I took my first creative writing class back in 2001. Using a photograph my grandma had given me as inspiration, I wrote a short story about a girl called Hannah who worked in a factory in World War 1.
As a Mum with a full time job, the process of expanding that short story into a novel has been achingly slow. Mainly short bursts of frantic scribbling, snatched between tube stops – thank you TfL, those delays provided some quality writing time.
I think it was six months into writing ‘The Canary Cage’ when I realised that choosing the historical fiction genre was the equivalent of a novice runner accidentally signing up for the London Marathon instead of the ‘Couch to 5K’.
Everything (and I mean everything) has to be researched: how people spoke, what people ate, what they wore, the rules of football, were all potentially different a hundred years ago. Watching reruns of Blackadder goes Forth wasn’t going to cut it.
As a keen but naïve amateur, I completely underestimated the scale of research required. Only by learning the craft, did I come to understand that truly brilliant authors like Annie Proux spend years immersing themselves in a period before they even start to write.
Now I love a bit of research and my shelves are bursting with books on WW1, but I dread to think what my browser history says about me. No doubt Googling ‘how to make ammunition’ has put me on a MI5 watch list.
Even after years of research, I will have made lots of mistakes.

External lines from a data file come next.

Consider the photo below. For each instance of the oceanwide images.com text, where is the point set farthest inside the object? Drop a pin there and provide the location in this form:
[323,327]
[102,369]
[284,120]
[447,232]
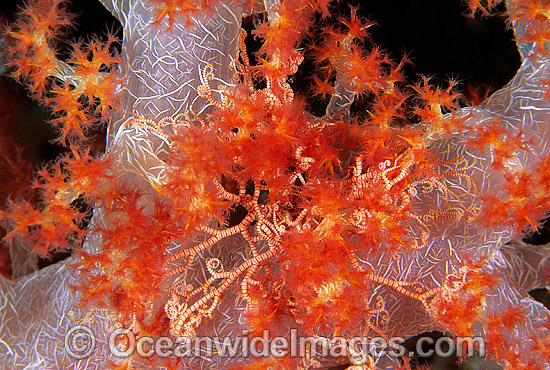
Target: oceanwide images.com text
[80,343]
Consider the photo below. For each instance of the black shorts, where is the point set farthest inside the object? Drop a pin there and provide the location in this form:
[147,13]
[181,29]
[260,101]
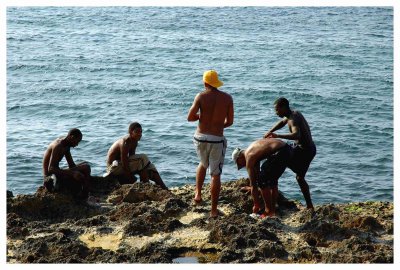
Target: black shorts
[274,167]
[301,159]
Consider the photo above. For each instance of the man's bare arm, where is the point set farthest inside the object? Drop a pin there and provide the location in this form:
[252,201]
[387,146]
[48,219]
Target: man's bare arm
[193,115]
[230,115]
[46,159]
[69,159]
[278,125]
[294,135]
[56,156]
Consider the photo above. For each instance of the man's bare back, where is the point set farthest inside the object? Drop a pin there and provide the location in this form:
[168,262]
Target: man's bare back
[216,111]
[263,148]
[114,153]
[52,157]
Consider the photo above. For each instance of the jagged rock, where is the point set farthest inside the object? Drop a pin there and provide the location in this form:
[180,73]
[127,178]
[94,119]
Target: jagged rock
[142,223]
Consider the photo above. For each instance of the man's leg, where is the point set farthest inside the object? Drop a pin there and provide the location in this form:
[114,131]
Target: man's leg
[305,190]
[215,189]
[200,175]
[85,170]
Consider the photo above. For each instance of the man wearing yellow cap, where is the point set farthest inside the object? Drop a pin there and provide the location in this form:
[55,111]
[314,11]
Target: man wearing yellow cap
[214,111]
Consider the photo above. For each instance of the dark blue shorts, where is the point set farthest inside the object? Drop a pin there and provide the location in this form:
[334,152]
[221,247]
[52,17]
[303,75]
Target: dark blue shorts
[274,167]
[301,159]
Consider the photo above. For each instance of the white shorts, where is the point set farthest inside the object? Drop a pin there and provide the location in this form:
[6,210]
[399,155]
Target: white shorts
[211,151]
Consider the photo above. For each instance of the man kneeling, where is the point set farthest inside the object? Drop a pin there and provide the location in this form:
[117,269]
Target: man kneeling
[76,177]
[278,154]
[123,162]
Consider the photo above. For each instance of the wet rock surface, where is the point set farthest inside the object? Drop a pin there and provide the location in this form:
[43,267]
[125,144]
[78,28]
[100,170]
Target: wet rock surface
[141,223]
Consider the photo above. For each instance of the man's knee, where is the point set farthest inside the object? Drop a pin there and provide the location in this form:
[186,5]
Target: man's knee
[85,169]
[216,177]
[301,180]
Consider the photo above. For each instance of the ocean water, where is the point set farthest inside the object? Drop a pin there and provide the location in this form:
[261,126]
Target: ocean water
[99,69]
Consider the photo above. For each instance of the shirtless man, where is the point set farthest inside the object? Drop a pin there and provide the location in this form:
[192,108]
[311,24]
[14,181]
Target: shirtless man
[304,147]
[75,174]
[216,113]
[278,154]
[122,159]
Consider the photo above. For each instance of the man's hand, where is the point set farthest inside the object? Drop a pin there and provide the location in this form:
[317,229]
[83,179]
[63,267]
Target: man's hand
[78,175]
[268,134]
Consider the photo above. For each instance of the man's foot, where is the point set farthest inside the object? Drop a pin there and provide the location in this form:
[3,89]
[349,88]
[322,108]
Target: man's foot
[245,189]
[197,202]
[267,215]
[93,201]
[215,214]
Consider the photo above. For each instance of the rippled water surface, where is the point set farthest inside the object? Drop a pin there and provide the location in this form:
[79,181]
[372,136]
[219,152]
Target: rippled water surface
[98,69]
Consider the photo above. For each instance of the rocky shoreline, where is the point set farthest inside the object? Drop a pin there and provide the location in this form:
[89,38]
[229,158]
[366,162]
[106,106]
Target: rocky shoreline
[142,223]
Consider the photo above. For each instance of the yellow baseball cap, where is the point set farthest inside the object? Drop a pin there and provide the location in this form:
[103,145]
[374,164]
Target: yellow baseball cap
[211,77]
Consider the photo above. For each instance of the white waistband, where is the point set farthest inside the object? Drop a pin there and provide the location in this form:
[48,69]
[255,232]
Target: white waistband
[208,137]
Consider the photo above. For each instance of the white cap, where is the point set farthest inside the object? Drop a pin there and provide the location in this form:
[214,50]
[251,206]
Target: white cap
[236,153]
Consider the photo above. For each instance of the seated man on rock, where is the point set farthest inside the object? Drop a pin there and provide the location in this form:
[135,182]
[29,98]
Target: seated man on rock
[277,154]
[124,163]
[76,177]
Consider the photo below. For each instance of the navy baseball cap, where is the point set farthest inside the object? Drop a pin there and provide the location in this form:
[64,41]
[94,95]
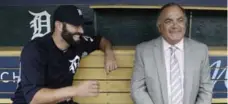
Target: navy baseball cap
[70,14]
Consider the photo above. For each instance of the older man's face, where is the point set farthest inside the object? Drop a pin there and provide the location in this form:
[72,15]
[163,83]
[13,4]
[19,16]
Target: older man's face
[172,24]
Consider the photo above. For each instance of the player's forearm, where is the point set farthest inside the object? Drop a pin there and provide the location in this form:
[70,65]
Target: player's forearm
[49,96]
[105,45]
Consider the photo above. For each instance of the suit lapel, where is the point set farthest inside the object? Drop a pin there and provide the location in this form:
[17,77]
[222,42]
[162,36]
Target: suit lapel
[187,70]
[160,63]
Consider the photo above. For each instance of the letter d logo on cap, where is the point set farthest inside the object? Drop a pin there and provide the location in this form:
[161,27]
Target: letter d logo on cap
[79,12]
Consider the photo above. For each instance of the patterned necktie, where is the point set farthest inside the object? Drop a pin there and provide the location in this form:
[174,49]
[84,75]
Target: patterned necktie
[175,79]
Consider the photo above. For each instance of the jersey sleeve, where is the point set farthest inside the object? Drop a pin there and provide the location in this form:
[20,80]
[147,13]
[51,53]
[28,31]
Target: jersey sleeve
[32,72]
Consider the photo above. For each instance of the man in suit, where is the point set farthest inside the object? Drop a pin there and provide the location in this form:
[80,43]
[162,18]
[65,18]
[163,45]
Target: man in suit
[171,69]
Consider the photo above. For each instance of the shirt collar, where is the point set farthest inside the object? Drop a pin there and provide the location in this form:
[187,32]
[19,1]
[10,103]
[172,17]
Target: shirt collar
[179,45]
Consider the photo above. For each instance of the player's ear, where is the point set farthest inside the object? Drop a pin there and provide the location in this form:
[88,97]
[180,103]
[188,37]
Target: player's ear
[59,26]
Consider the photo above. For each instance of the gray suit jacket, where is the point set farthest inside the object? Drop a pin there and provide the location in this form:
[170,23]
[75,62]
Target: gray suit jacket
[149,83]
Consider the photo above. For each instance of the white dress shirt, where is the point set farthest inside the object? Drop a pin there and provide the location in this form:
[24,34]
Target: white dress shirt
[179,53]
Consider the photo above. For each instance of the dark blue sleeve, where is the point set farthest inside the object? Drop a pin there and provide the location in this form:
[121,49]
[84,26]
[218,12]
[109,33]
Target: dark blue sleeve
[32,71]
[91,43]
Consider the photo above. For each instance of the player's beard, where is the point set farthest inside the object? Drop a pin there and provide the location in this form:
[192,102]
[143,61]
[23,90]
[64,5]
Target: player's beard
[69,37]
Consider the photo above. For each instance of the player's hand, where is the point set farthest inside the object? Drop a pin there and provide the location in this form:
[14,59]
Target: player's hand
[110,62]
[87,89]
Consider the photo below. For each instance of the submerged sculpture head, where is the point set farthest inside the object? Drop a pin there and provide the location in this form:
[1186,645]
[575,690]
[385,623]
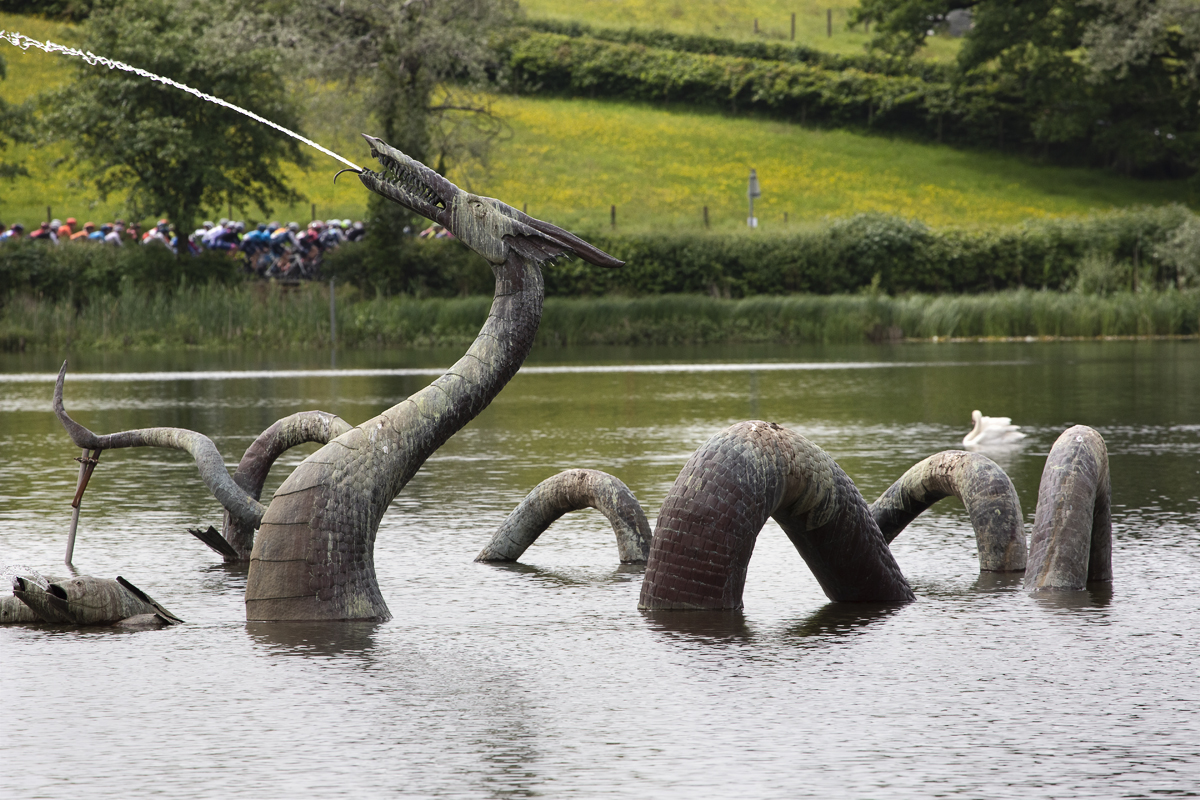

I only discovered last week that pallets weren’t invented until the 1930s – who knew? But I now realise that a writer will never think that their work is really finished. I just hope readers will forgive any historical inaccuracy.
The best part about spending so many years writing a book is that you get to know your beloved characters intimately. As I get closer to publication, I hope that they will get the opportunity to meet some readers. Fingers crossed other people will want to spend time with them too.